Page 7, lignes 24-5. — Ms. 75762. Le manuscrit que nous suivons portait : « qu’elle avoit paour de faillir au refus qu’elle avoit faict ». Dans l’édition de 1558 : « qu’elle avoit peur de faillir par le reffus qu’elle avoit faict au beau Père ». — L.

Page 8, lignes 16-7. — Ms. 75762 : « qu’elle n’eut bien envie de rire, vu la nouveleté de la pénitence ». — L.

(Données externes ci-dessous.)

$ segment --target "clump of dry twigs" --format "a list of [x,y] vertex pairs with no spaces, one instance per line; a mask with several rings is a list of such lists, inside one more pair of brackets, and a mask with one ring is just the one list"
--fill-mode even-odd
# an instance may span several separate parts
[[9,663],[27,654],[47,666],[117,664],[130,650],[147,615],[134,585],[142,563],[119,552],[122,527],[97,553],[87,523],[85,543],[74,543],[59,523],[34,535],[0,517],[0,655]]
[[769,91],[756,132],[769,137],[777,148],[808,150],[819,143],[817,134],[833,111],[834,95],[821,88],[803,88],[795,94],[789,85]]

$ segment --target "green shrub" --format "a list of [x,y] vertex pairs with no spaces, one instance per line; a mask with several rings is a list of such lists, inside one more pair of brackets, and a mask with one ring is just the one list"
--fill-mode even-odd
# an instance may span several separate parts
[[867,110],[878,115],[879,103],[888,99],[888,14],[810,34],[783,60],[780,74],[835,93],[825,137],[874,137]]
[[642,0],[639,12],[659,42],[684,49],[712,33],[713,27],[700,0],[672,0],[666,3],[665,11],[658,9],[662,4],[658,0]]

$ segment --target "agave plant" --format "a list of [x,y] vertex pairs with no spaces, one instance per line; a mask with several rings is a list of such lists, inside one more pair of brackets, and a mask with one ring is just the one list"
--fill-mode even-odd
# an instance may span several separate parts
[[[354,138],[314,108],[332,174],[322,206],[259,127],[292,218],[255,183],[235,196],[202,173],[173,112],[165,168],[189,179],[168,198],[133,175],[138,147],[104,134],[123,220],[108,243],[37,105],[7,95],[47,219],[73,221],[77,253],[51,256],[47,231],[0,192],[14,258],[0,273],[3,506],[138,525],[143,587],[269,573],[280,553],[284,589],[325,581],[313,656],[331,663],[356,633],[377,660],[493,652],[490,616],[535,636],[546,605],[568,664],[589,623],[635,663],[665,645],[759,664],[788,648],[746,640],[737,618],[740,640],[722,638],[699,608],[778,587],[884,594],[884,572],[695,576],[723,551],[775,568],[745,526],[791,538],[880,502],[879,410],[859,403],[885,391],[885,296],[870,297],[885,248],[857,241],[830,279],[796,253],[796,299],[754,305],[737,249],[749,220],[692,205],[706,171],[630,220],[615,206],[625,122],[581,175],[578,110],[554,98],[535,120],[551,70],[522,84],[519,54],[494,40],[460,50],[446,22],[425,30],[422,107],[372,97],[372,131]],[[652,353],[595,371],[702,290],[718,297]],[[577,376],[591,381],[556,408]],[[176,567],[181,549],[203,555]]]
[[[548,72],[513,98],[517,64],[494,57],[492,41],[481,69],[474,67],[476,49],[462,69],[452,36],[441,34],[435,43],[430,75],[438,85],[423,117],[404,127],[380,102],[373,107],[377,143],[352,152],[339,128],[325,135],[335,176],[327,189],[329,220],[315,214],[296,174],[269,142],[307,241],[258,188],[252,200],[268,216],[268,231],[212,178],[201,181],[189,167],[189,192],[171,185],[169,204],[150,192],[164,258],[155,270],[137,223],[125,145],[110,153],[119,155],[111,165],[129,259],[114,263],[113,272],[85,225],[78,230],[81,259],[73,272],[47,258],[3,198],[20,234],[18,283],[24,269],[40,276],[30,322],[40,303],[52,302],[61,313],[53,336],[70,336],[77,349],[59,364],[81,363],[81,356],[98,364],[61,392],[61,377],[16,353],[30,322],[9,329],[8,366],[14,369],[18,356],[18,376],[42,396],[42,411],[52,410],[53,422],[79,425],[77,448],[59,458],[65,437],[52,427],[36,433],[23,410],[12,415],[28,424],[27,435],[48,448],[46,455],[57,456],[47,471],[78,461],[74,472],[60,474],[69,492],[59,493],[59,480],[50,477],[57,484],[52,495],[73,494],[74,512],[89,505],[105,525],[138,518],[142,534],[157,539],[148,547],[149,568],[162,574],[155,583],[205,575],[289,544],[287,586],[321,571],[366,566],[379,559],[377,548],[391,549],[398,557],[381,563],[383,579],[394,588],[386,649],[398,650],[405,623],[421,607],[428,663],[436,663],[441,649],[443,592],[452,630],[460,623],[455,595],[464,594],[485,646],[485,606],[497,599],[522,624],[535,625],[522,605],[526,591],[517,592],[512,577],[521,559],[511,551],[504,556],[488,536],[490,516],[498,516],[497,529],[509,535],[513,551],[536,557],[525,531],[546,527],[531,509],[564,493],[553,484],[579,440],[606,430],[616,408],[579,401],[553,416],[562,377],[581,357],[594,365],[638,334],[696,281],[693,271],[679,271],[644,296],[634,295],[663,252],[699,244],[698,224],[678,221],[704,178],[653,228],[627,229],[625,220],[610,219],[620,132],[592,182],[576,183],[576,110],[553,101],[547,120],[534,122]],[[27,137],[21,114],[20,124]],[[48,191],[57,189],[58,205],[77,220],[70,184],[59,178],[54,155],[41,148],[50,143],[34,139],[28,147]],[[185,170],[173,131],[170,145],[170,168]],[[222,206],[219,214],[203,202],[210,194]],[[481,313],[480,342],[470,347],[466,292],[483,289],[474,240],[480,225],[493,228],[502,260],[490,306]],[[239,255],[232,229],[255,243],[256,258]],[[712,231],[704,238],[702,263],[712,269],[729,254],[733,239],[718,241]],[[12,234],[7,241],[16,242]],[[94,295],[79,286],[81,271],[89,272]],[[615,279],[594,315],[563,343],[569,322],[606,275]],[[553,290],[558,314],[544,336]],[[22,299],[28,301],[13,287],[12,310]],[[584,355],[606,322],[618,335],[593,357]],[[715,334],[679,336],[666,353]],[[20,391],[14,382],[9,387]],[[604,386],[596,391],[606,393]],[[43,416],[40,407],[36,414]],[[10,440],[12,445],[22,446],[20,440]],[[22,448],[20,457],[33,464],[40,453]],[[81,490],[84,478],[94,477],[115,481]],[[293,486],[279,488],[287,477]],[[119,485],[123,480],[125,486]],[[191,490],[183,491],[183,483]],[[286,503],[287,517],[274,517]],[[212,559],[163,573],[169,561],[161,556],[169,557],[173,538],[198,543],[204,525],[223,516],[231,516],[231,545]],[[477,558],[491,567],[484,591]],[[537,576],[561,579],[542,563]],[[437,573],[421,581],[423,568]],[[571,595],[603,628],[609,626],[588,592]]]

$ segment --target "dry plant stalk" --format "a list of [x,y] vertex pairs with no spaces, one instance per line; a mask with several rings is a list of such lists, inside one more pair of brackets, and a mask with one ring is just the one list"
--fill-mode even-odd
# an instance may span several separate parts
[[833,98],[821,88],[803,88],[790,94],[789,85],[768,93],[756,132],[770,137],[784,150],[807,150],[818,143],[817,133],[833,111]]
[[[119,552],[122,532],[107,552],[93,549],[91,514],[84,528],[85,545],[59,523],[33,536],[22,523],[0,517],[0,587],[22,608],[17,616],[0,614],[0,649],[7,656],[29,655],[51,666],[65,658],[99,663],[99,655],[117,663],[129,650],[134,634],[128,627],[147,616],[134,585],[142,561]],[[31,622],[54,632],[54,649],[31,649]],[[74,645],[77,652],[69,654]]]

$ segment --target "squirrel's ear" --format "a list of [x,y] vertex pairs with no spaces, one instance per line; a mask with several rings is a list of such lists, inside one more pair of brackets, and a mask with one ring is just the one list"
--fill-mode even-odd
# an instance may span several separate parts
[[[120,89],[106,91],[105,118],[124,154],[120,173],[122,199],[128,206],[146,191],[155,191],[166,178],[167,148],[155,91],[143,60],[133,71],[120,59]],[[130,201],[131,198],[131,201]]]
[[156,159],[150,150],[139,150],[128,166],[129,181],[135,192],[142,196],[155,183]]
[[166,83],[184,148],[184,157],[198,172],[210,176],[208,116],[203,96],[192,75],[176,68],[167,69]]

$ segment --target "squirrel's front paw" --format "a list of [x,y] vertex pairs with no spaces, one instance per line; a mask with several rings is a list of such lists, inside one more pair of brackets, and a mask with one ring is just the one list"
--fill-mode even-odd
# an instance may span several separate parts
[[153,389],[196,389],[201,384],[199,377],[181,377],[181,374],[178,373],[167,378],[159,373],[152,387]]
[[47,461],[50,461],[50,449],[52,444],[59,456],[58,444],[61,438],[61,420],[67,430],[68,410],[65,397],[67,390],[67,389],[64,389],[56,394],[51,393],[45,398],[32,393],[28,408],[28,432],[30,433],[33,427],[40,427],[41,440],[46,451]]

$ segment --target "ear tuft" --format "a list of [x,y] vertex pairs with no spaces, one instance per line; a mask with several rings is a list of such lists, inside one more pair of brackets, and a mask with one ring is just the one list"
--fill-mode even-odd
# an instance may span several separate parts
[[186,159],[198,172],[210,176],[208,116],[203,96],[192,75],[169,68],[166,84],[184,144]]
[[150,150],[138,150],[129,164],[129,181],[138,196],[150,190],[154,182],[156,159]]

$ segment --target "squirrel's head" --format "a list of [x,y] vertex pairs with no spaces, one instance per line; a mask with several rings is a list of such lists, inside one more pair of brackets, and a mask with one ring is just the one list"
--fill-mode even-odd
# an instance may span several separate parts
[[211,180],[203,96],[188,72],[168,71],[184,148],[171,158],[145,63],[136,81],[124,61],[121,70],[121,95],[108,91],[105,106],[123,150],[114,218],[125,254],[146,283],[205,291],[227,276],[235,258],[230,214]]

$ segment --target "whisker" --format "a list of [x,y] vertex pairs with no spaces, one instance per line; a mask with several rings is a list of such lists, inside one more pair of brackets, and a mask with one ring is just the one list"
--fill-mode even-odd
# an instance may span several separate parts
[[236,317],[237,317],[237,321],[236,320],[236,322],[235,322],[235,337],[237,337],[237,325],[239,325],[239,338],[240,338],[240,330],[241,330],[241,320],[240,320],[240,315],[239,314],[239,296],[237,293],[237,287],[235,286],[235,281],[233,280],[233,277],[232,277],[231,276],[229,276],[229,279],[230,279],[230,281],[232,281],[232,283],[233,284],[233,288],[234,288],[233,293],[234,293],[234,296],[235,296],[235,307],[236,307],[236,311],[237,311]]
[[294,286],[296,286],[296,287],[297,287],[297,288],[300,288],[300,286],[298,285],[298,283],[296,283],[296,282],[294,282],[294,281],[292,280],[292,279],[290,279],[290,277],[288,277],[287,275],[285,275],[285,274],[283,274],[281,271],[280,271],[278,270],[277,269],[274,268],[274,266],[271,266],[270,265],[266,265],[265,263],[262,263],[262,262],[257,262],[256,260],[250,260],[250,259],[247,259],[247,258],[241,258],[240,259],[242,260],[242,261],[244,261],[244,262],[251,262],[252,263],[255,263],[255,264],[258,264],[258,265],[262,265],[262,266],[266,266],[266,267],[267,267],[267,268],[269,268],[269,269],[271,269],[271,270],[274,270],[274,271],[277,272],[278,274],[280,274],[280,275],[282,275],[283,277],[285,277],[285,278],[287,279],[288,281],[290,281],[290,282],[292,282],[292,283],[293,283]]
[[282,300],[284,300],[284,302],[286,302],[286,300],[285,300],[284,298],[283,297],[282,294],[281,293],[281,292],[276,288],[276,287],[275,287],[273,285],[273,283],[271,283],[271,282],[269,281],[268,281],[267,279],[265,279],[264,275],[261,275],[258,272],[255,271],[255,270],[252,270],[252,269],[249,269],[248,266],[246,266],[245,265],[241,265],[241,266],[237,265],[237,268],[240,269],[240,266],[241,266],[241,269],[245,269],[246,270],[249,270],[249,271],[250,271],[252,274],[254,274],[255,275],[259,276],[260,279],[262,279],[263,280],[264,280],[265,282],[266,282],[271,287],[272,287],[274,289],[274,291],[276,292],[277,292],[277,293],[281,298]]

Page 9, lignes 13-24. — Au lieu du passage hardi qui commence ainsi : « Il semble à vous oyr » jusque « Vrayment, dist Parlamente, s’il eût pensé à Joseph », on lit ce qui suit dans l’édit. de 1558 : « Comment, dist Hircan, pensez-vous que les Cordeliers ne soient pas hommes comme vous, & que principalement cestuy là se sentant si proche de ceste jeune Damoiselle, que la chair ne luy donnast pas quelque coup d’éperon », & dans l’édit. de 1559 de C. Gruget : « Comment, dist Hircan, pensez-vous que les Cordeliers ne soient pas hommes comme nous & excusables, & principalement cestuy là se sentant seul de nuict avec une belle fille ? — Vrayement, dist Parlamente, s’il eust pensé à la Nativité de Jesus Christ, qui estoit représentée en ce jour là, il n’eust pas eu la volonté si méchante. — Voire mais, dist Saffredent, vous ne dites pas qu’il tendoit à l’Incarnation avant que de venir à la Nativité ». — L.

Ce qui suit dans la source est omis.